Facing Your Fears In Life, And On The Trapeze

By Gregory Pratt
Chicago Tribune.


People don’t believe I’m afraid of heights. They’ve seen too many photos of me upside down in midair, flying on a trapeze.

Those pictures lie. Every time I climb the ladder at TSNY Chicago, a school that teaches trapeze and other aerial acts where I take classes, I briefly wonder if I’ve lost my mind.

“You don’t even like heights,” the voice inside my head repeated the first time I climbed the rickety ladder and walked onto the ledge. I’ve had that same thought on rooftops and roller coasters, but I can’t resist.

Nor am I alone in pursuing leisure that, on some level, terrifies me.

“Over half the people that come to trapeze tell me they’re afraid of heights, which I find a little mind-boggling ’cause it’s like, if you’re afraid of heights, what made you think it’s a good idea?” said Birgit Spooner, a senior instructor at TSNY Chicago.

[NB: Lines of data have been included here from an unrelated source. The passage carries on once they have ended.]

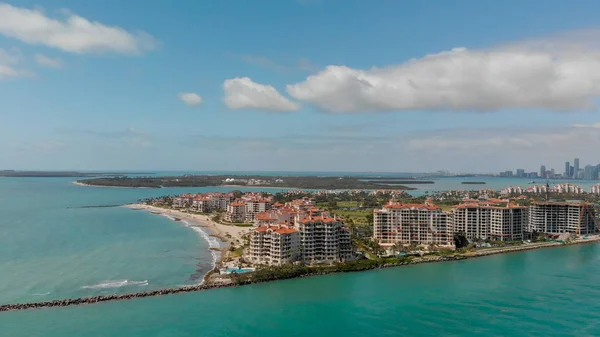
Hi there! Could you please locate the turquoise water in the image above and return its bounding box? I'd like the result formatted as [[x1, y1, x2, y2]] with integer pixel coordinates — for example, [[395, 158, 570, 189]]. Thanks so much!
[[0, 178, 284, 303], [0, 178, 600, 337], [0, 245, 600, 337]]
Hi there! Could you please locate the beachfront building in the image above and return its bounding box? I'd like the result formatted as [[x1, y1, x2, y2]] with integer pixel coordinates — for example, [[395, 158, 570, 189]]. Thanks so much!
[[373, 200, 454, 247], [525, 185, 548, 194], [448, 199, 529, 241], [244, 198, 271, 223], [172, 194, 194, 208], [223, 199, 246, 222], [500, 186, 525, 195], [529, 201, 599, 235], [550, 184, 585, 194], [248, 224, 302, 266], [295, 210, 353, 264], [254, 208, 297, 227]]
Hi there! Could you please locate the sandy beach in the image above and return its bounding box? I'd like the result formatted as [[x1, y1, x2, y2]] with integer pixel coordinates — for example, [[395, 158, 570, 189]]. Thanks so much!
[[124, 204, 251, 244]]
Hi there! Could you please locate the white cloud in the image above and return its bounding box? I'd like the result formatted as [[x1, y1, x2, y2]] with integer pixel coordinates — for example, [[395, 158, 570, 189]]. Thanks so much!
[[0, 3, 157, 54], [0, 48, 31, 80], [178, 92, 202, 106], [287, 30, 600, 113], [223, 77, 300, 111], [35, 54, 63, 69]]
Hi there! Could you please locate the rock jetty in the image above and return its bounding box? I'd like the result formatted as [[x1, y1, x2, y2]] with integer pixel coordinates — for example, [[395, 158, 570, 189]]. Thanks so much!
[[0, 284, 235, 311]]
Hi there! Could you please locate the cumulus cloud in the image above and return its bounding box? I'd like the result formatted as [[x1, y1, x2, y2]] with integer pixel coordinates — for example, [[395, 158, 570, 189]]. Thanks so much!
[[0, 3, 157, 54], [287, 30, 600, 113], [178, 92, 202, 106], [223, 77, 300, 111], [35, 54, 63, 69]]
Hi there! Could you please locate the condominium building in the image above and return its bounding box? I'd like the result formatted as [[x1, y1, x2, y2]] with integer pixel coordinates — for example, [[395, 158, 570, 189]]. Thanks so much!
[[223, 200, 246, 222], [295, 211, 353, 263], [373, 200, 454, 247], [500, 186, 525, 194], [448, 199, 529, 241], [550, 184, 584, 193], [528, 201, 599, 235], [172, 194, 194, 208], [249, 224, 301, 265], [254, 208, 297, 227], [244, 198, 271, 223]]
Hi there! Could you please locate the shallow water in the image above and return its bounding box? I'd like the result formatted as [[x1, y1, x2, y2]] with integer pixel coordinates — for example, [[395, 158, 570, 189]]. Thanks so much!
[[0, 244, 600, 337], [0, 178, 600, 337]]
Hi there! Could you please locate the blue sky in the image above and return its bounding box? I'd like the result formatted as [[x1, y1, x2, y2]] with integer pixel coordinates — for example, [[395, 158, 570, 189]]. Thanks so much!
[[0, 0, 600, 172]]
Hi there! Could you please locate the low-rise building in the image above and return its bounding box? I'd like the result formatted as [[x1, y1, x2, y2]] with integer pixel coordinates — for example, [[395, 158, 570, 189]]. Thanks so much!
[[373, 200, 454, 247]]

“A lot of them say it’s a way to try and overcome it in a somewhat safe environment,” she added.

That’s me, too.

I started taking classes after hearing about the school from a co-worker’s friend at a birthday party, curiosity piqued.

I had thought that was the kind of thing you could only learn as a runaway or at a school for gifted children.

I remember standing on the board my first class, arm out to reach the trapeze swing 25 feet in the air, knees wobbling like a bad dance move.

The bar pulled me forward, heavier than expected. I jumped. The rest is a blur of gravity and time. I recall my teacher’s words from that class as I kept rushing through the beginner’s trick, which is called a knee hang: knees up, arms down, lean back and reach.

“You did everything all at once,” the instructor said, “and whenever you wanted to.”

Not good. That’s another sign of fear: You stop listening.

“I’ve noticed people that are really nervous, they don’t listen,” Spooner said. “Because they have so much going on in their head, and all of that chatter in their head is a lot louder than we are.”

After a bunch of classes, flying doesn’t freak me out as much as it did in the beginning. But my heart still pitter-patters as I stand on the ledge for my first jump of the day.

What keeps me coming back is this: I believe it makes you a better person to do things you’re afraid of, aren’t good at or barely understand. Especially when it’s all at once.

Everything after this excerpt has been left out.